Part I: China Origin
Ramen's origins can be found in China, whose noodle-eating cuisine culture was introduced to Japan in the 1860s when that country ended its seclusion and reopened its ports to the outside world. The Chinese technique for creating and cooking noodles eventually gave rise to the distinctive Japanese style "ramen".
Many Chinese moved to the port city of Yokohama in the late nineteenth century, working as laborers, shop owners, housekeepers, and chefs for the city's Western commerce. These Chinese immigrants eventually founded their own Nankin-machi, which is pronounced Nanjing in Japan. Later, Nakin-machi transformed into Yokohama's distinct Chinatown. By 1887, there were roughly 20 Chinese restaurants in Yokohama, all of which provided noodle meals. These included chaoshao tangimian soup noodles with sliced pork and rousi tangmian soup noodles with thin pig strips. Locals not only included Chinese but also Japanese, who called noodle meals Nankin soba.
A former Japanese customs agent from Yokohama founded his own Chinese restaurant in the Asakusa district of Tokyo in 1910. He renamed the noodle meals from Nakin soba to Shina soba and engaged Chinese cooks from Nankin-machi. He added toppings of menma boiled strips of sweet bamboo shoots and chashao, or "chashu," as it later became known in Japanese. When Tokyo was destroyed to ruins in the Great Kanto Earthquake of 1923 a few years later, portable kiosks serving Shina soba multiplied, ensuring the dish's widespread appeal.

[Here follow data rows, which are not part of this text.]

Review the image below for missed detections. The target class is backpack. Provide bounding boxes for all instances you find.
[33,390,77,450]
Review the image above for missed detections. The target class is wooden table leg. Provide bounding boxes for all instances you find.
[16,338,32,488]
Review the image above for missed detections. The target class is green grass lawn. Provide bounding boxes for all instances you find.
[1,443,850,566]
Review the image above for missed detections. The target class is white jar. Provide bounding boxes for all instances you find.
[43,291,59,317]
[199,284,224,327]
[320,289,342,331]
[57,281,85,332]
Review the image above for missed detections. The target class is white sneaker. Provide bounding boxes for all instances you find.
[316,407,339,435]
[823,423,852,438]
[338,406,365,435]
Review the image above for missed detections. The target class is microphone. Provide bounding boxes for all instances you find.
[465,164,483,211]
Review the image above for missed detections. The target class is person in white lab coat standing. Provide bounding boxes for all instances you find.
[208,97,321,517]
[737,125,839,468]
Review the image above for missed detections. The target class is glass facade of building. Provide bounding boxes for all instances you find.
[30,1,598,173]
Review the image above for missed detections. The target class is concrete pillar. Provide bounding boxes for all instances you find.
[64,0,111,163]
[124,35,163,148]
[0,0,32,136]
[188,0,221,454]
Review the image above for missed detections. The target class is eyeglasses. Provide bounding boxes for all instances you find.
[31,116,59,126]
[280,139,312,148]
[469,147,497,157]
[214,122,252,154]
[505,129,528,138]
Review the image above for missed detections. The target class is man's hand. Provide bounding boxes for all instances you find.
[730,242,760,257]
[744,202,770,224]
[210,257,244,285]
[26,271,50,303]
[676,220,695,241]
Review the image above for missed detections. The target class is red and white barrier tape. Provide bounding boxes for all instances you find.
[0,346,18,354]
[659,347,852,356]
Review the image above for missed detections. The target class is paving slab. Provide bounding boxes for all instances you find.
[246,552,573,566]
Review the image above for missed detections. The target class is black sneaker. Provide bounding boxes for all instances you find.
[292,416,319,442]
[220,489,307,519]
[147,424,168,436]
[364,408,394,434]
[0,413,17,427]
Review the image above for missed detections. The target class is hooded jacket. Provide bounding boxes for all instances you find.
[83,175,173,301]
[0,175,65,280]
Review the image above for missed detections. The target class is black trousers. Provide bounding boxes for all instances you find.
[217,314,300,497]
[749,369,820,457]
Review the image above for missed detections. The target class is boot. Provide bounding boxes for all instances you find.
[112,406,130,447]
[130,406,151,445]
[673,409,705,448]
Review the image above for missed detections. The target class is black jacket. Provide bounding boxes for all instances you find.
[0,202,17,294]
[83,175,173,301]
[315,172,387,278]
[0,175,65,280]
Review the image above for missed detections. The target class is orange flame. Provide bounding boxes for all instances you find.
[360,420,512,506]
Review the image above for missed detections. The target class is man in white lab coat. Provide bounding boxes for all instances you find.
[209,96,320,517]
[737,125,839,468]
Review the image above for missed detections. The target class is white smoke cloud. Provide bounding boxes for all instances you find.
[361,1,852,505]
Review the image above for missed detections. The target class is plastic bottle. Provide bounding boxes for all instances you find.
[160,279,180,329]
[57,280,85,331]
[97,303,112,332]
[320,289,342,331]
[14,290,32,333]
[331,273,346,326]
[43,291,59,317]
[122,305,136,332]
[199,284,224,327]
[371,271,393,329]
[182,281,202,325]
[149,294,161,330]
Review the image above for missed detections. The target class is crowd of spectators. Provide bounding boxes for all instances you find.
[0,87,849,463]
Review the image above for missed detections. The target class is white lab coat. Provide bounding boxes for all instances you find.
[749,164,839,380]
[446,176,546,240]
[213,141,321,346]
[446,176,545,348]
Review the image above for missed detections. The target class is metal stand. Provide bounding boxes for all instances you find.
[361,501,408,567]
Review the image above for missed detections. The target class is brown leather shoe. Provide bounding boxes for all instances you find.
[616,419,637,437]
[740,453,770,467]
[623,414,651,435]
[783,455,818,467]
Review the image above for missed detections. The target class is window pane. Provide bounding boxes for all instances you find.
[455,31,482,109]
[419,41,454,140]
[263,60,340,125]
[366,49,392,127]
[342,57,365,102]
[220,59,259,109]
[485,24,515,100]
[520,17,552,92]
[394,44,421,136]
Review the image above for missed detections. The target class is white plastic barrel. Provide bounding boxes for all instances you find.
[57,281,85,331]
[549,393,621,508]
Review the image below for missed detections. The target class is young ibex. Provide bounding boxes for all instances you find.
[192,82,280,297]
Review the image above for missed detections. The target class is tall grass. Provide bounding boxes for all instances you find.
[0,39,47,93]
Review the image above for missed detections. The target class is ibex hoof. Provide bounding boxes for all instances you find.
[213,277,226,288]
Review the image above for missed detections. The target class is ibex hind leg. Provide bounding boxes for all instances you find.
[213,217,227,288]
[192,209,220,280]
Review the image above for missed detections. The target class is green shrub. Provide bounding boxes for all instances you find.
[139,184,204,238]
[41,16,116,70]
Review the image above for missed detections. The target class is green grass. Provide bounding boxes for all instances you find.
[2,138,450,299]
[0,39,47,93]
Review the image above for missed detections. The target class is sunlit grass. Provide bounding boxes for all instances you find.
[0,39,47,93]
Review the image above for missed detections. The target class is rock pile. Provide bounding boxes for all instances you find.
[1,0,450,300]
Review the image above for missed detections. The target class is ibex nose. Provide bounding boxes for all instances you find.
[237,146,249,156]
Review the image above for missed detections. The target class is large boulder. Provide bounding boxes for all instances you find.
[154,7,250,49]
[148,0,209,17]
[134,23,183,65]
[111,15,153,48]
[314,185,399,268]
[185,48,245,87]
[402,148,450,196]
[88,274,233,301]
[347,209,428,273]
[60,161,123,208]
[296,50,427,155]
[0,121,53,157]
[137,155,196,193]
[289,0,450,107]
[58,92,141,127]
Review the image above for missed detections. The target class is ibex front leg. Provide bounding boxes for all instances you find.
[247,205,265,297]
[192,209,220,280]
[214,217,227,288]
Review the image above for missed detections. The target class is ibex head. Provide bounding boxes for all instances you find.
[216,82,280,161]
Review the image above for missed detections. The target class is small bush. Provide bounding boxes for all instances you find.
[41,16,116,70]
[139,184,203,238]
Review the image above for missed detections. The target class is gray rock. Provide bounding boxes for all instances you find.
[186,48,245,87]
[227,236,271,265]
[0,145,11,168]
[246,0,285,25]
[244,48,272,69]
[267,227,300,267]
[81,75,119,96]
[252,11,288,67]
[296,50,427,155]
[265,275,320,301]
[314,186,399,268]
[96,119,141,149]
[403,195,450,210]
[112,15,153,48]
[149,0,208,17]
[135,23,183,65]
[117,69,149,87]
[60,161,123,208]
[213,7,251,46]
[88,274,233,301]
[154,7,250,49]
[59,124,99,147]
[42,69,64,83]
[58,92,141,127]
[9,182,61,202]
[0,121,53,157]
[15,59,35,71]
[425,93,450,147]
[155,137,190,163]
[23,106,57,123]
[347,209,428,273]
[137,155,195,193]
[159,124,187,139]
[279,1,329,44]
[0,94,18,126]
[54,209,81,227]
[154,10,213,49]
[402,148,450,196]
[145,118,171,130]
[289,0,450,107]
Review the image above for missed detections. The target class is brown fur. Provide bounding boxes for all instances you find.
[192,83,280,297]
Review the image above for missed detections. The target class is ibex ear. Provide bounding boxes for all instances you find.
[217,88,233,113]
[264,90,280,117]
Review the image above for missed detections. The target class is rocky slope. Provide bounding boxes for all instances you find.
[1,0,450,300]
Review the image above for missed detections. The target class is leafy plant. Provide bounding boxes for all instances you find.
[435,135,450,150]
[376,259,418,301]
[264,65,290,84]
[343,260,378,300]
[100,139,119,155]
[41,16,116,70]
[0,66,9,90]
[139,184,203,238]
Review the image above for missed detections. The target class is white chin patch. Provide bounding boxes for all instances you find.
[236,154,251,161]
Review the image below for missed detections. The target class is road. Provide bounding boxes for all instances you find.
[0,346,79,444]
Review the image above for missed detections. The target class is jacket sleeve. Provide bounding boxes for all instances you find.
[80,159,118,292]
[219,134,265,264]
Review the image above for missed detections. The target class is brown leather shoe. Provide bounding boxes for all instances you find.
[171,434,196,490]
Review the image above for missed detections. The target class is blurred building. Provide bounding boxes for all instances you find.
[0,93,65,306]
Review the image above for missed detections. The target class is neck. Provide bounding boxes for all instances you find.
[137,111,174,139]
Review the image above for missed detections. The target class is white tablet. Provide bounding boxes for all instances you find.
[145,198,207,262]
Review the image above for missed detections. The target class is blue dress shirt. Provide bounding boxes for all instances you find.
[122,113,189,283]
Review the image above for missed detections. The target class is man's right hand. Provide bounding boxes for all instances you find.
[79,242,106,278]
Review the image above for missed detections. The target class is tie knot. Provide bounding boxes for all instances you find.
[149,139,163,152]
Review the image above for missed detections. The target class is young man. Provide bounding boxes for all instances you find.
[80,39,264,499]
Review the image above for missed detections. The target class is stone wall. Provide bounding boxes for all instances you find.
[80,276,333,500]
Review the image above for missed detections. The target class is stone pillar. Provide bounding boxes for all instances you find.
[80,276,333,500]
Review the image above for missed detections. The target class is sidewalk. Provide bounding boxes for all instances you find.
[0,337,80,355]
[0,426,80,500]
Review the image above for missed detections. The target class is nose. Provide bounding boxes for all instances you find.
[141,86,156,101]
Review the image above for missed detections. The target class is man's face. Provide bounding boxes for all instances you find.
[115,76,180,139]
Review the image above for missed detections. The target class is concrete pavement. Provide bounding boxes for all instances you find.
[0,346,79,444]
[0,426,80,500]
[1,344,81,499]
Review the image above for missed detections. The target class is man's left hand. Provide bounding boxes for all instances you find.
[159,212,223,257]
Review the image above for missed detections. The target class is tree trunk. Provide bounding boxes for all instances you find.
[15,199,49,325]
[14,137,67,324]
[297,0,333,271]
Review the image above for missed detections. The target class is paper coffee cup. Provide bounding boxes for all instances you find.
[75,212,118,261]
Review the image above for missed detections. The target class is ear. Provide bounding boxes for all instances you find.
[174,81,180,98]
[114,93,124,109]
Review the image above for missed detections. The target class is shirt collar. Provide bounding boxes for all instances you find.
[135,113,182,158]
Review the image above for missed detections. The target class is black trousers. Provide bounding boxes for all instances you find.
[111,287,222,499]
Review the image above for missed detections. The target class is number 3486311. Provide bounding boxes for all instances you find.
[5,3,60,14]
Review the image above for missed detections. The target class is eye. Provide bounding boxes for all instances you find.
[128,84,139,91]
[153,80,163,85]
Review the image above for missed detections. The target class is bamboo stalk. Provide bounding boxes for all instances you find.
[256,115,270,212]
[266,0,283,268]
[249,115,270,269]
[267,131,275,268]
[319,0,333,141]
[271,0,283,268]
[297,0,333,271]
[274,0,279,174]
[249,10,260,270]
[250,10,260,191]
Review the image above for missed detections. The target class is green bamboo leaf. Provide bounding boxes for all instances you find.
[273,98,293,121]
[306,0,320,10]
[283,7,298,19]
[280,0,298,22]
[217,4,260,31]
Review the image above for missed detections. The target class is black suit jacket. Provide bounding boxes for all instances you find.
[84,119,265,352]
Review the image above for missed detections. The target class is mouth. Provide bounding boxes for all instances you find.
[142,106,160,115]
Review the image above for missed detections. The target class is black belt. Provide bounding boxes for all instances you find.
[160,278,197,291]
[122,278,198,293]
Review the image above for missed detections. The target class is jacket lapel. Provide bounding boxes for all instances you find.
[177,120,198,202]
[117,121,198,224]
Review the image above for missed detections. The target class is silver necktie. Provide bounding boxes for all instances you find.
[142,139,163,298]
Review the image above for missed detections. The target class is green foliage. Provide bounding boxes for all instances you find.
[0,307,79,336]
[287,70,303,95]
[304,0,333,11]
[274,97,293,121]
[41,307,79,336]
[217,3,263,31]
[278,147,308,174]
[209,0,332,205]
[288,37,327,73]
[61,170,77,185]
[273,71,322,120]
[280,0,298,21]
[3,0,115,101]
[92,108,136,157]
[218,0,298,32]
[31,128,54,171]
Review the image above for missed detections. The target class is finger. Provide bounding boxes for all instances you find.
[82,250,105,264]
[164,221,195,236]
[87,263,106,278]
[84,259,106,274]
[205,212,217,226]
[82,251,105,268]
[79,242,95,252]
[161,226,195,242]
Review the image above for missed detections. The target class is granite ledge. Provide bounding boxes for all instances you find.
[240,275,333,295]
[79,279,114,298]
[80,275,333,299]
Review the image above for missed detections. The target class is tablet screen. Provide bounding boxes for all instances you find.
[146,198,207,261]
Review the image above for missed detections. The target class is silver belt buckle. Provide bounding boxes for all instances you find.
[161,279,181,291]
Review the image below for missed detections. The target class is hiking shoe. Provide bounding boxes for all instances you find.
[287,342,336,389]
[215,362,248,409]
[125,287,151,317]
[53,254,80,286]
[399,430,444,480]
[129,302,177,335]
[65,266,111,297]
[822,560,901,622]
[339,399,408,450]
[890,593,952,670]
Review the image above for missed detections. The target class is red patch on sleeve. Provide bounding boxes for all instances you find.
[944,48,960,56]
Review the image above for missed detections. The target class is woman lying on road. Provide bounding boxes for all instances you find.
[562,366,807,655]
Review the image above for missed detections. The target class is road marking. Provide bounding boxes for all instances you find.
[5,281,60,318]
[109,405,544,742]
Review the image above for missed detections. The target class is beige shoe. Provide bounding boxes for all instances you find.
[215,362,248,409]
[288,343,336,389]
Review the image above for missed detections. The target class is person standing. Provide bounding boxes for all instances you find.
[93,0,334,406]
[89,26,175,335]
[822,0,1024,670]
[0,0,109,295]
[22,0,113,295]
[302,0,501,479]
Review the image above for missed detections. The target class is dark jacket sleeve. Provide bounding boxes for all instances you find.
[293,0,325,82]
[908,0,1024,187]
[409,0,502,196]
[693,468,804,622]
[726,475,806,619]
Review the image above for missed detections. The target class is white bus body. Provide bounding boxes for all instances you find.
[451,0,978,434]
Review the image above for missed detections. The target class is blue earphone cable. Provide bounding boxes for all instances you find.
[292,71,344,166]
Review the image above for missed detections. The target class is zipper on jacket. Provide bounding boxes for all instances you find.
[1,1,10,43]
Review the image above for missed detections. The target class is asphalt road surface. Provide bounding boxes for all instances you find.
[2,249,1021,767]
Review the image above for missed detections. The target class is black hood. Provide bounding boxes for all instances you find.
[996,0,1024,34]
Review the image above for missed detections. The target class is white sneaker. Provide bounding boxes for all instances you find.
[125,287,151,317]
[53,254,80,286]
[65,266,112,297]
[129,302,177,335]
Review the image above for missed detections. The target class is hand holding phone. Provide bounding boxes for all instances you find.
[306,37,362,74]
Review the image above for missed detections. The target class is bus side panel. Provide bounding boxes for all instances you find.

The Chinese eatery Takeya debuted in Sapporo, Hokkaido, far to the north, across from a university, in 1921. Chinese exchange students studying at the university were very interested in the restaurant's exquisite, genuinely Chinese rousi tangmian dish, which was created by a Chinese chef. The cook would say Hao le! ("a delicious meal is complete!") after a dish was finished. To the Japanese ear, that le sounded rather like a ra, and it was because of this phrase that ra was combined with the Japanese word men, which means noodles. The "ra-men" noodles made famous by Takeya quickly spread throughout the entire city of Sapporo.